You are not really to blame. It is simply and only a result of engineering. Internet companies take debased Internet life for real life and design accordingly. Thus the extreme investment in smart homes and driverless cars: they promise to turn the physical world as much as possible into the virtual world and take humans out of the loop. Machines talking to machines.

The consolation in this is perhaps that networked machines and the bureaucracies that support them will continue to be fascinated by their own information and continue to lose interest in much of what constitutes our actual lives. There was always a certain narcissism in the scenario of constant surveillance. They’re just not that into you.

The New Privacy

But there is real human loss, as well, in the decaying of the online space. For both geopolitical and commercial reasons, the internet is graying into spheres of influence patrolled with the cooperation of large states and large companies, acquiesced in by fearful publics. Splinternet has already happened. Winternet is coming.

Or is it? Mark Zuckerberg makes an unlikely messenger of freedom. His sudden advocacy of encryption and privacy, as the head of a company that has been shattering our privacy for years, seems hollow, and as David Kirkpatrick points out, it also vitiates Facebook’s current business model:

The implication of Zuckerberg’s essay … is that Facebook might very well be less able to target ads, because more user content would be encrypted, and thus unreadable. A genuinely privacy-centric Facebook would also, by definition, give users far more control over how much of their data was viewable to Facebook itself, and thus available to be processed for ad targeting. If I were an investor reading this, I would sell the stock.

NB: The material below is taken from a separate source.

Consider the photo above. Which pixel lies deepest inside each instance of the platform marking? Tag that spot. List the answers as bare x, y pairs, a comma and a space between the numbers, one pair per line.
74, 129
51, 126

This new approach could very likely portend fewer “monetizable” page views, the company’s commercial bread and butter. Combine this with the CEO’s promise to withdraw from countries with whom he cannot agree about data control, and the potential for lower usage and ad sales seems significant.

Indeed, and interestingly enough, one country that has lately been insisting on data control — including storage of its citizens’ data on national soil — is India. And it was in India that Facebook first had its wings clipped in 2015 as it attempted to make itself a sort of portal or mini-Internet for the poor, via its (later Facebook Basics) program.  The Marc Andreessen outburst I cited above stemmed from his frustration as a Facebook board member. (Facebook Basics continues to spread slowly and rather problematically.) Maybe information doesn’t want to be free, it just wants to be non-aligned? China’s AI advantages, at least according to Kai-fu Lee — who should know — stem in great part from the fact that WeChat is used by pretty much everyone in China and is a “super-app” that incorporates other apps such that you never really leave WeChat for anything like (say) the wild and free Internet. That sort of in-app dominance has pretty much been Mark Zuckerberg’s dream for Facebook (helped by its subsidiaries WhatsApp and Instagram). It seems like a nightmare for everyone else; has been central to Zuckerberg’s ample reputation as an ogre; and is probably not replicable outside China. In any case, Zuckerberg has now publicly broken with it. Maybe he learned something in India.

But even if Zuckerberg does not do what he says he will do, there is importance in his saying it: “I believe the future of communication will increasingly shift to private, encrypted services where people can be confident what they say to each other stays secure and their messages and content won’t stick around forever. This is the future I hope we will help bring about.” Well, he’s right. For the open Internet to survive at all, it has to become more private: protected from the state, from governments, who as Zuckerberg disarmingly puts it, “often make unlawful demands for data.”

That has a bit of the old Valley hubris, which I somehow miss. He is actually bracketing the power of the state to make laws as one factor among several to be considered by a thoughtful CEO. But fair enough. If the advertising-based revenue model and state data-control can both be overturned, then perhaps winternet will at least not come too early.